Cycling While Pregnant
Just because you’re pregnant doesn’t mean you have to stop bicycling. Making the right decisions can make this activity a safe form of exercise that won’t hurt your “extra cargo”. However, it is still important to consult your doctor before you strap on your helmet. Before starting a trip, consume two – three glasses of water and pack extra water or sports beverages.
Drink frequently. Never ride in hot weather, and take high-protein snacks that will keep your blood sugar up. Avoid situations like (riding with large groups, steep hills) that could result in a fall. Go for leisurely rides on bike paths and avoid congested streets. For added safety, some women use wider tires to increase bike stability, others prefer indoor stationary bikes.

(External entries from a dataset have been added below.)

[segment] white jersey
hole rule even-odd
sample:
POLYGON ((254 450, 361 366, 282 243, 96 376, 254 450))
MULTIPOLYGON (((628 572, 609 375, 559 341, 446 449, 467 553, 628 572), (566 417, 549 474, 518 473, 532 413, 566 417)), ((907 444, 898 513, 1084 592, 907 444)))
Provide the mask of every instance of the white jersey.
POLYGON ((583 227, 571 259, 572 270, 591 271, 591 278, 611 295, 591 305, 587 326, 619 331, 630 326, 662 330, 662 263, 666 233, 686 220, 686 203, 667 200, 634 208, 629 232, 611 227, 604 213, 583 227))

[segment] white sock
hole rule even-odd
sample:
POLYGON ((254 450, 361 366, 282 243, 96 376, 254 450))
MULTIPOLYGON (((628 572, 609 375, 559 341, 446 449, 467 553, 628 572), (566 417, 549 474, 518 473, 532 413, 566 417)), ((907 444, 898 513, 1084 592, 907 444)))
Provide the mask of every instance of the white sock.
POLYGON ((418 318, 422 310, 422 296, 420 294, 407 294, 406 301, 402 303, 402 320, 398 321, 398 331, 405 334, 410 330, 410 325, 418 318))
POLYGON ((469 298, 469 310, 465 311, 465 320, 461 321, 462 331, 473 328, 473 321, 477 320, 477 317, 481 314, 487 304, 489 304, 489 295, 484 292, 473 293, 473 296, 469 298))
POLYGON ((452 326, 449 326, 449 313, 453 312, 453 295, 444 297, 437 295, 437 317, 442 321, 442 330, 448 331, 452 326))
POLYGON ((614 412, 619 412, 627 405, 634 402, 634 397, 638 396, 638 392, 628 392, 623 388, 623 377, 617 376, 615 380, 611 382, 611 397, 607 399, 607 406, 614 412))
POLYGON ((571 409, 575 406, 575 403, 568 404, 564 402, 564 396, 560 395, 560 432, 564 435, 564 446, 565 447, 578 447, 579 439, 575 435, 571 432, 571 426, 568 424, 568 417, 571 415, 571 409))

To make way for growing tummies, sit upright and raise your handlebars. Although standard bike seats are fine, padded seats offer more comfort. Due to the increased weight pregnant women bear, carpal tunnel syndrome can result from frequent riding. To avoid this, wear padded gloves and shift your hand positions frequently. Doctors encourage women to stop cycling outdoors in their third trimester as a precaution, and to take up low-impact exercises instead.
The usual exercise rules still apply: Don’t ignore pain and stop when you’re tired. Exercising on a regular basis gradually accustoms the body, which prevents muscle strain. Also, exercise helps prepare the body for labour and can relieve some of the discomforts of pregnancy.